Policies for tarfile.extractall, a.k.a. fixing CVE-2007-4559

Thanks for the consolidation of ideas. A few small suggestions:

Please clarify in the documentation when the policy object is called. Do I assume right that during a call of extractall() the policy is called exactly once per tarfile member and each call is made in the order the members appear in the tarfile? This is important for users who want to implement stateful policies such as TrustPreExistingSymlinksPolicy(). (Users would create a new policy object at each use for stateful policies as they cannot be shared across different archives. One could add a reset() function to tell the policy that the next call is for a new archive but this would not be enough when working with multiple tar files concurrently.)

BTW: I think I see a way to implement TrustPreExistingSymlinksPolicy without having to store the tar file’s symlinks in memory: (1) Read the pre-existing symlinks into memory. (2) Delete the symlinks. (3) Extract the tarfile but change the name attribute of the TarInfo objects according to the memorised symlinks and check the path as if the target path was the destination of the symlink. (4) Restore the memorised symlinks. This way, memory exhaustion cannot occur the first time the attacker gets the user to extract a malicious archive but will instead occur on the next extraction to the same target path, unless either the filesystem or the tarfile module stopped the creation of an excessive number of symlinks.

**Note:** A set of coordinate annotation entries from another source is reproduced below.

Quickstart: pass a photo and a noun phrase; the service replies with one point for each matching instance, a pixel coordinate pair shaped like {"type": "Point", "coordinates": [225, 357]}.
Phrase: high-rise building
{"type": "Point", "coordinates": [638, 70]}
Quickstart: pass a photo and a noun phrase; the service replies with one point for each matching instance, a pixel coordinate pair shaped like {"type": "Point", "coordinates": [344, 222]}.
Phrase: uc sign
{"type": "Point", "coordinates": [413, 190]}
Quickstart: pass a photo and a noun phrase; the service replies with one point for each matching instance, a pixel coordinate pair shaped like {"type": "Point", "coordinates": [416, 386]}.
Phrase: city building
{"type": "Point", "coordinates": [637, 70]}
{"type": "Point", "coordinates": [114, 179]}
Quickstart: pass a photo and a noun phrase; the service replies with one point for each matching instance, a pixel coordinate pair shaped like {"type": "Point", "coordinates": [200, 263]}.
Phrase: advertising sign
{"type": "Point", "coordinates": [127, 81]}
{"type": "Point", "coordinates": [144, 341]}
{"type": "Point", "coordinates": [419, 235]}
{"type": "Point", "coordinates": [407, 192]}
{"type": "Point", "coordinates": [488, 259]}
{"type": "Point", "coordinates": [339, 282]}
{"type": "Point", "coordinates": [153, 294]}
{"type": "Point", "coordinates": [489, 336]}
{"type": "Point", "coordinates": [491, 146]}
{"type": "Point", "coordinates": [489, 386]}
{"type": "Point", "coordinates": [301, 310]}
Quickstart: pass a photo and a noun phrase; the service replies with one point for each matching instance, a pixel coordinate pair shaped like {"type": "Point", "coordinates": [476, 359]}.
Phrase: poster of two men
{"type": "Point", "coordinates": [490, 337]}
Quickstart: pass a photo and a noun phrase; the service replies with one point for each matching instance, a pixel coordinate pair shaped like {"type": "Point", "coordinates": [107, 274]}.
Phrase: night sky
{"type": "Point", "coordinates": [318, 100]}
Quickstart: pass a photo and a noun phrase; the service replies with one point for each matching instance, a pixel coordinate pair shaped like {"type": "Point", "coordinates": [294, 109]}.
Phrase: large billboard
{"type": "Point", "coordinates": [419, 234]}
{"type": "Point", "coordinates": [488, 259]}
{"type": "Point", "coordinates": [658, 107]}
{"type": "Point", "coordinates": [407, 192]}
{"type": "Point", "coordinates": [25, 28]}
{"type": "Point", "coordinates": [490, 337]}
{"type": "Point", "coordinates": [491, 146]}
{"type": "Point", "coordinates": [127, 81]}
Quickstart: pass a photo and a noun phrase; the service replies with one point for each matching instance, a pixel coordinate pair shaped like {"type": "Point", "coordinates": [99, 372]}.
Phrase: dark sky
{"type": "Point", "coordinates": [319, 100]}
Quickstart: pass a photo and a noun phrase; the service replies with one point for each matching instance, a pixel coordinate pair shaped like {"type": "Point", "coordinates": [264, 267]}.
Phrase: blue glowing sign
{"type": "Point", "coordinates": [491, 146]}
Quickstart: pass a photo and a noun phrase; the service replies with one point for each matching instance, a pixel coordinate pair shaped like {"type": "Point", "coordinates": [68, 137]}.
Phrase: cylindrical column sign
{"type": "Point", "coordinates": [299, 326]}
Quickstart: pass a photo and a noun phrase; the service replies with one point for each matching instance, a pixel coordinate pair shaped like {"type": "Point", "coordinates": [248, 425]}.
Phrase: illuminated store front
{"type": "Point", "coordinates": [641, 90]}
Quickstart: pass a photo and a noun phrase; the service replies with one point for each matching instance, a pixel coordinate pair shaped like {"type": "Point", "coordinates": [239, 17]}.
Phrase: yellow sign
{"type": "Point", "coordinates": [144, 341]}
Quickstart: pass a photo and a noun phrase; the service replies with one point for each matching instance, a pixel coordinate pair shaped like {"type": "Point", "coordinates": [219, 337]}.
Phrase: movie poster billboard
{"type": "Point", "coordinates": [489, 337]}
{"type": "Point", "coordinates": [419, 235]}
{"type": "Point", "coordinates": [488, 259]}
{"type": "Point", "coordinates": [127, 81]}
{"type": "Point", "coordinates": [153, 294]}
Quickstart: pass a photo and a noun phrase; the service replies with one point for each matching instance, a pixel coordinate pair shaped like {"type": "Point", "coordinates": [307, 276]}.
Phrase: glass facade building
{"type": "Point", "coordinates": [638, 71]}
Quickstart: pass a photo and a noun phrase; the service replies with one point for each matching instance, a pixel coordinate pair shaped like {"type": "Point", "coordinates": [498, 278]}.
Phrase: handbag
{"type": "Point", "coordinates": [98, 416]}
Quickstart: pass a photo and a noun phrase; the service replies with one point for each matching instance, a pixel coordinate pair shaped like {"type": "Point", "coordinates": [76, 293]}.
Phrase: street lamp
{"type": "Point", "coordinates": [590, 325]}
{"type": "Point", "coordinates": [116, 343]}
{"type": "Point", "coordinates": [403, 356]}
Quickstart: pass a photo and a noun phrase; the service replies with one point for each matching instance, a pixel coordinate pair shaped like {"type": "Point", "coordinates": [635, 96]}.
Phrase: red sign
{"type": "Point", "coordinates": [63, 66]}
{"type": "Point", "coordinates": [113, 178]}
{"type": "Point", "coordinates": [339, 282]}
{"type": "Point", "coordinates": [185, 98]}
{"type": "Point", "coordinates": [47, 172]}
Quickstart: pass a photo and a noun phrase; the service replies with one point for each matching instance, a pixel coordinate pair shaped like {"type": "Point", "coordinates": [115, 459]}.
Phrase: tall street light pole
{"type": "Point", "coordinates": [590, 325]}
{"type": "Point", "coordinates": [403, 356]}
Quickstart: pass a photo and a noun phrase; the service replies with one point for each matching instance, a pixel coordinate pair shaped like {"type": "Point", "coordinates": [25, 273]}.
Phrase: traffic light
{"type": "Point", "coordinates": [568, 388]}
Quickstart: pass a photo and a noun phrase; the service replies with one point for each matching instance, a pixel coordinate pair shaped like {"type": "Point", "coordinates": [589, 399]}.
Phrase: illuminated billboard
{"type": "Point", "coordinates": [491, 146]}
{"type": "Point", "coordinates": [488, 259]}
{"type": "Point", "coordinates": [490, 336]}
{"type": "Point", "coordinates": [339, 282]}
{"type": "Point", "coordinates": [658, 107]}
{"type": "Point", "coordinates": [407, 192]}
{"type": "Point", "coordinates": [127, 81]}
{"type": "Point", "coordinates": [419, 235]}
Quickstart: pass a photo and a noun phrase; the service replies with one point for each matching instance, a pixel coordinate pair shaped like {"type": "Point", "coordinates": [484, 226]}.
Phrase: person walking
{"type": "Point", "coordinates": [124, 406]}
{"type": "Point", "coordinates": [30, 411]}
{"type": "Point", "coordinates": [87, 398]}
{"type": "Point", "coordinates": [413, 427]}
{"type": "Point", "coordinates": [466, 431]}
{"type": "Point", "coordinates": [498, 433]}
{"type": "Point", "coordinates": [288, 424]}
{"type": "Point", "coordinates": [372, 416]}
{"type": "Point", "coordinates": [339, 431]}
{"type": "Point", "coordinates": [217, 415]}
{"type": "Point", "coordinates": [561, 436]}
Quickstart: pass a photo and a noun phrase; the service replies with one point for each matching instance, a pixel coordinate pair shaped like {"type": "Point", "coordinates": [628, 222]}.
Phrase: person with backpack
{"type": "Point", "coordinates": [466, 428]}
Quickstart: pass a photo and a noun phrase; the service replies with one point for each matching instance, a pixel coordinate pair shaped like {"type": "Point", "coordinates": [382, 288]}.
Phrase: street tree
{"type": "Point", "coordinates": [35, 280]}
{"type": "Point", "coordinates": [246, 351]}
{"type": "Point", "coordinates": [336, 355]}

This leads to another suggestion for additional checks users may want to perform: Limit the number of symlinks created. The documentation should mention that checks can be implemented by sub-classing one of the exsiting policy classes. Counting the number of symlinks, folders and files created and the number of bytes written to files are also good examples of state a policy object may want to keep.

Re unification with zip, TarInfo and policies would have to be renamed and placed into a separate module that both tarfile and zip import. It can also make sense to have a global policy for filesystem access, e.g. with open() and os.link(), to restrict newly created files to a target folder or to apply other constraints such as on the number of files and bytes written. However, one could say that such protection should come from a chroot environment and filesystem quota. This though could also be applied to the initial tarfile issue: Instead of inspecting member.name ourselves, we could delegate the tarfile extraction to a new process inside a chroot environment and let the VFS handle protection of everything outside the target path.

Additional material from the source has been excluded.